Another example explains that we are the being of purpose is this; if you happen to know the Linux Foundation or Free Software Foundation, the people behind the organization, who most of them have no formal job, they spare their time to make great programs that if it sold will be very expensive, and people out there are willing to pay for them. Yet they share it for free… The Economists says they are breaking the economic-law by not charging for all the time-consuming work they’ve done, The Psychologists say these people just want recognition over the contribution, or whatever. The point is that this evidence is not always congruent to the fact that people loves money, yet there’s people who do it for free. So money is not the answer for some people (or maybe most of them).

Customization comes in handy in this particular cases, should or should not a company knows each of their employees’ purpose is depend on how much the company willing to drive their human factor as one of the value factors into the expected level of commitment and engagement.

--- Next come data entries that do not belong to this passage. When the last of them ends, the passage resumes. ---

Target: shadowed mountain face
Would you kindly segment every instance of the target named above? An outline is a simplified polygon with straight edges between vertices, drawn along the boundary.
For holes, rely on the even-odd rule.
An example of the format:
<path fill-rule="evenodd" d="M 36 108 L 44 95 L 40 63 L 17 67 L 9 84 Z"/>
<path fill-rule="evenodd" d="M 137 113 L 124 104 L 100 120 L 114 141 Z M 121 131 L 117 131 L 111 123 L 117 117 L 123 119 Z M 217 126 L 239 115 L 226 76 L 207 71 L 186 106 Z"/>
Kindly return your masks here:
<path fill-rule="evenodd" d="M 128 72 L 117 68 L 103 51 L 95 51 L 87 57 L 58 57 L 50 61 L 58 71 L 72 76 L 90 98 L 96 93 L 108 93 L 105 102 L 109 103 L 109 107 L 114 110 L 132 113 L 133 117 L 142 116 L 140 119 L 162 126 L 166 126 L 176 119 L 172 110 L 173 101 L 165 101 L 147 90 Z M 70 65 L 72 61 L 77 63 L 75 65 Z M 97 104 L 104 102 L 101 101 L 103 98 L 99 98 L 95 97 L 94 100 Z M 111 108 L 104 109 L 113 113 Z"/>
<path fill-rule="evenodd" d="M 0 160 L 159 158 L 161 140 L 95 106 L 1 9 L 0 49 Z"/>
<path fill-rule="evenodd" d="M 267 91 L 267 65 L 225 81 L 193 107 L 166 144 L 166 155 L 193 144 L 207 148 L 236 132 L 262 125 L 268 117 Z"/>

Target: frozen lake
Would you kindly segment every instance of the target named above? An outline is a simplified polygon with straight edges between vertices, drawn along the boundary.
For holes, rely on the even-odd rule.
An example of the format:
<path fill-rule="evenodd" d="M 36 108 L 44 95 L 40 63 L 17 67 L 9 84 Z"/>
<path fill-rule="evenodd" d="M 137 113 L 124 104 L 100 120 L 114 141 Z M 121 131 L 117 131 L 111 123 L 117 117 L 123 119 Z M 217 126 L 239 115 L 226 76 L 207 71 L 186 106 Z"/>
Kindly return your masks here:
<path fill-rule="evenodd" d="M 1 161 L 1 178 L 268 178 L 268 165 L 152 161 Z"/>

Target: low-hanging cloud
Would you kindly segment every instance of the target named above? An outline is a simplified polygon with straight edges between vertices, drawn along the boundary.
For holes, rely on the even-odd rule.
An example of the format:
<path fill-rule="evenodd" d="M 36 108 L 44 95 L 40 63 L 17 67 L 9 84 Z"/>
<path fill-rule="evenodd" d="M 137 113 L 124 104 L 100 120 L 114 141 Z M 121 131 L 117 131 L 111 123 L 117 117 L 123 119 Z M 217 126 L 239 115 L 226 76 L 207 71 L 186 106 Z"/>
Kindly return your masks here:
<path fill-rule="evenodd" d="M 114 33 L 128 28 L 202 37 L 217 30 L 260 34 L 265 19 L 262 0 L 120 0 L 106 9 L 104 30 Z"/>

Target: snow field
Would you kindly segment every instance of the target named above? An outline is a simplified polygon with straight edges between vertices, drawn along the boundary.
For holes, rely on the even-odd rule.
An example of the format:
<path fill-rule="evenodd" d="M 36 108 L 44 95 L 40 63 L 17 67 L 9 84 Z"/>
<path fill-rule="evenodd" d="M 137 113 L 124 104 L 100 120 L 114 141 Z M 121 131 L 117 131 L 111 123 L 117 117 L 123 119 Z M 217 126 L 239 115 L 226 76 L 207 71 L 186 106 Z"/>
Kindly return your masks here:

That correlated directly to the company’s overall performance. By defining and translating each and everyone’s purpose, the company have bigger chance to reward every individual within their organization the full amount of customized recognition that not only creates the unique selling proposition as an employer, but also a more engaged environment and a culture that value diversification. Of course that must goes both ways, where employees expected to give the fullest of their capacity for the reward that they have and gained, striving for the company’s goal that have been designated to each of them with great enthusiasm. This probably will be the ideal, but it is not impossible whilst the means have represented the end.